Otro camino comenzaba en el río Jiménez, en el pozo más grande que se formaba entre el bucare con raíces que servían de trampolín y dos piedras grandes en la orilla opuesta. Hasta allá bajaban los desocupados de San Genaro y La Cabecera a preparar los sancochos de gallina criolla. Era un camino angosto, plano y sinuoso; entre árboles de mapurite, pardillos, yagrumos, y adornado con arbustos de escobilla que muchos padres utilizaban como látigos rústicos para “aconsejar” a sus hijos. Luego, el camino se volvía ancho en una cuesta encorvada de pendientes, hasta que llegaba a la carretera de la Meseta de San Genaro.
Otros Senderos
En sentido opuesto otro camino nacía del mismo pozo en el río Jiménez. Era ancho, parecía una carretera de tierra apisonada y dura; pasaba por las tierras de Esteban con su botija olvidada y se ondulaba entre los potreros, aguas abajo hasta el puente viejo. Seguía por una cuesta polvorienta que remataba en campo Alegre en abastos La Vigorosa, en la que los caminantes muertos de sed pedían un guarapo de panela con Limón. Por este rumbo de fin de semana llegaban los caminantes de Campo Alegre y El Amparo.
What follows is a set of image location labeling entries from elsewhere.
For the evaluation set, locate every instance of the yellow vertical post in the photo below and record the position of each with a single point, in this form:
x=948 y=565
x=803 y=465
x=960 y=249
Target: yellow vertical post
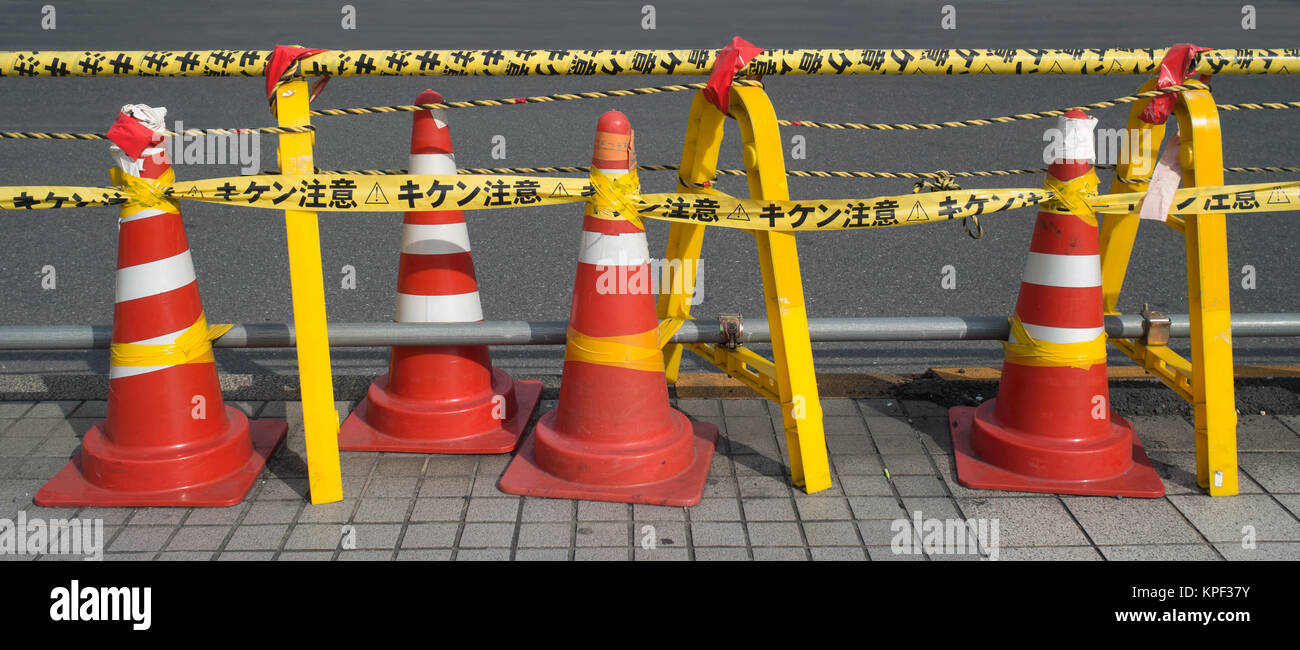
x=783 y=291
x=698 y=165
x=791 y=380
x=1208 y=306
x=1119 y=232
x=320 y=419
x=1207 y=380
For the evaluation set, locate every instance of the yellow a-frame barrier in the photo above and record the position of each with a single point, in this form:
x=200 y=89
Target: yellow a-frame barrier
x=320 y=419
x=1207 y=380
x=789 y=378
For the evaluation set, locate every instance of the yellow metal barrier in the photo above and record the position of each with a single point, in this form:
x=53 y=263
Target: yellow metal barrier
x=1205 y=381
x=789 y=378
x=320 y=419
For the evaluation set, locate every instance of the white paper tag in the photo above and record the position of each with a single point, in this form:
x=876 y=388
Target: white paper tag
x=1164 y=182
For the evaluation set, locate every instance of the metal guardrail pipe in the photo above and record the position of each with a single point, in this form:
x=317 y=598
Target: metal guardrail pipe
x=537 y=333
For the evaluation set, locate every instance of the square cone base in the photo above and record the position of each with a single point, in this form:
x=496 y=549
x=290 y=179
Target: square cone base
x=524 y=477
x=1140 y=480
x=69 y=488
x=356 y=434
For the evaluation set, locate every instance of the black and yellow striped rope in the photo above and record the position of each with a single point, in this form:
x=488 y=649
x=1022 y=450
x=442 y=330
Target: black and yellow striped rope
x=506 y=63
x=802 y=173
x=1039 y=115
x=570 y=96
x=1266 y=105
x=34 y=135
x=536 y=99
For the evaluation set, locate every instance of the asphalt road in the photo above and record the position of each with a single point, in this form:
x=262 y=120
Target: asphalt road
x=525 y=258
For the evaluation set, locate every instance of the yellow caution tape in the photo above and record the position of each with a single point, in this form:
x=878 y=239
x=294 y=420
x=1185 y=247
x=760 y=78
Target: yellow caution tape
x=720 y=209
x=616 y=198
x=401 y=193
x=146 y=193
x=191 y=347
x=346 y=193
x=44 y=196
x=497 y=63
x=1231 y=198
x=1073 y=196
x=637 y=351
x=398 y=193
x=1028 y=351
Otro salía de El Cumbe y subía por Agua Negra. Era angosto y bordeado por espinos; enmontado a veces y utilizado por los muchachos de La Cabecera para ir a tomar un baño en el río Motatán o jugar futbol en la cancha pedregosa. El camino continuaba entre las siembras de yuca, cambures y caraotas de Macario, Rufino y Clímaco; hasta llegar a La Cabecera.
De El Amparo, del lado de Valera, partía un camino abandonado y peligroso. Bordeaba los precipicios que terminaban en el río Motatán. Por allá bajaba entre pedruscos sueltos y después cruzaba el puente. Desde esta ruta se observaba a Valera sobre la meseta con sus colinas al estilo romano.
En Cubita nacía el camino que bordeaba la orilla de la meseta entre potreros y siembras de guandú rodeando los maizales olvidados por las lluvias. Llegaba a Coco Frío bajo las sombras de los caracolís, jumangues y jobos colmados de frutos palúdicos.
Otro que alguna vez pudo haber sido el camino real y por el que anduvo Bolívar algún día de 1813 era la ruta que continuaba por el camino de los españoles desde Carvajal y seguía por Chimpire hasta Motatán.
Hoy los caminos de Carvajal ya no son los caminos, son carreteras negras; unos, ya sin pasos desaparecieron absorbidos por los montes; otros, se convirtieron en vías anchas y amarillentas.
Hoy de los caminos de Carvajal solo queda la nostalgia y el recuerdo de sus caminantes.